Sluka J P, Horvath S J, Bruist M F, Simon M I, Dervan P B
Division of Chemistry and Chemical Engineering, California Institute of Technology, Pasadena 91125.
Science. 1987 Nov 20;238(4830):1129-32. doi: 10.1126/science.3120311.

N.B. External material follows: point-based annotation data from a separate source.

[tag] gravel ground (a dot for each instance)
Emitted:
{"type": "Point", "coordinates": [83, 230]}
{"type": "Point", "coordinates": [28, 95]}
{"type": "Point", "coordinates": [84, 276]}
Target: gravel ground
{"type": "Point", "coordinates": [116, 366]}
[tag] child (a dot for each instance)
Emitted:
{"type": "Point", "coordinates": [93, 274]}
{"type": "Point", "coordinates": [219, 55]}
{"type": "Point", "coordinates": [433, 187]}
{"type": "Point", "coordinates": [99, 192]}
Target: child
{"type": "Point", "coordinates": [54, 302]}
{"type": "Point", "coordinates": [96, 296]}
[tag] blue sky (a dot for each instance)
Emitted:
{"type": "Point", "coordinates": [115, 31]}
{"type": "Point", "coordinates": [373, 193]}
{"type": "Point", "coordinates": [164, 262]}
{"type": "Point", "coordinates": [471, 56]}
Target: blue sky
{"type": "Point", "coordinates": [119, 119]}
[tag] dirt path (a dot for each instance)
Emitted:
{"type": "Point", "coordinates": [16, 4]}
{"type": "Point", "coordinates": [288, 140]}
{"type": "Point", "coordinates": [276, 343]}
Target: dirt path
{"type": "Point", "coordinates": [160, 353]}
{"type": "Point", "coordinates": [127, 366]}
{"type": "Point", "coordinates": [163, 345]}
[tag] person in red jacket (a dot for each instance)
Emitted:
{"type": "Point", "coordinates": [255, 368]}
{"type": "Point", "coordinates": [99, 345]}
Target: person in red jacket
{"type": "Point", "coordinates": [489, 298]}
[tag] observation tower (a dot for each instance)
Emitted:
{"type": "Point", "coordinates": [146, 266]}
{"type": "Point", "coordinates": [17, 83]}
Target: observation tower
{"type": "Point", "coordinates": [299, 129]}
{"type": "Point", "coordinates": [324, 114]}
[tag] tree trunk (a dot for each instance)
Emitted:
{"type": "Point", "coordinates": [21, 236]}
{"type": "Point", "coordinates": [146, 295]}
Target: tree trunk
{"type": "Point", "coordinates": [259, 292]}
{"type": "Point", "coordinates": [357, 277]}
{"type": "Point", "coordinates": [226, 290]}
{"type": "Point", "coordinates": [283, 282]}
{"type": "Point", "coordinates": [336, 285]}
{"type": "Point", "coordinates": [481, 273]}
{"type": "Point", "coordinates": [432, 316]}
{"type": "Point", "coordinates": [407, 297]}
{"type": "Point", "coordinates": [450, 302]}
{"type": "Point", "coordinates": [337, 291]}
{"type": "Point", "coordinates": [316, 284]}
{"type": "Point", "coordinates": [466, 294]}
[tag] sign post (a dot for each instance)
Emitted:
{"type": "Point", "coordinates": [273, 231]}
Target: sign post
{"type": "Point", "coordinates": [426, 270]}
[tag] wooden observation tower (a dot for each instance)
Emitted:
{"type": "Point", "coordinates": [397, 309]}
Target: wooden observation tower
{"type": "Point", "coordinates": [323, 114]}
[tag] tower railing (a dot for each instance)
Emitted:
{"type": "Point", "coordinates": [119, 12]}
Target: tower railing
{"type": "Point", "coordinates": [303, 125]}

A synthetic 52-residue peptide based on the sequence-specific DNA-binding domain of Hin recombinase (139-190) has been equipped with ethylenediaminetetraacetic acid (EDTA) at the amino terminus. In the presence of Fe(II), this synthetic EDTA-peptide cleaves DNA at Hin recombination sites. The cleavage data reveal that the amino terminus of Hin(139-190) is bound in the minor groove of DNA near the symmetry axis of Hin recombination sites. This work demonstrates the construction of a hybrid peptide combining two functional domains: sequence-specific DNA binding and DNA cleavage.
一种基于Hin重组酶(139 - 190)序列特异性DNA结合结构域的52个残基的合成肽,在其氨基末端连接了乙二胺四乙酸(EDTA)。在Fe(II)存在的情况下,这种合成的EDTA肽在Hin重组位点切割DNA。切割数据表明,Hin(139 - 190)的氨基末端结合在Hin重组位点对称轴附近DNA的小沟中。这项工作展示了一种结合两个功能域的杂合肽的构建:序列特异性DNA结合和DNA切割。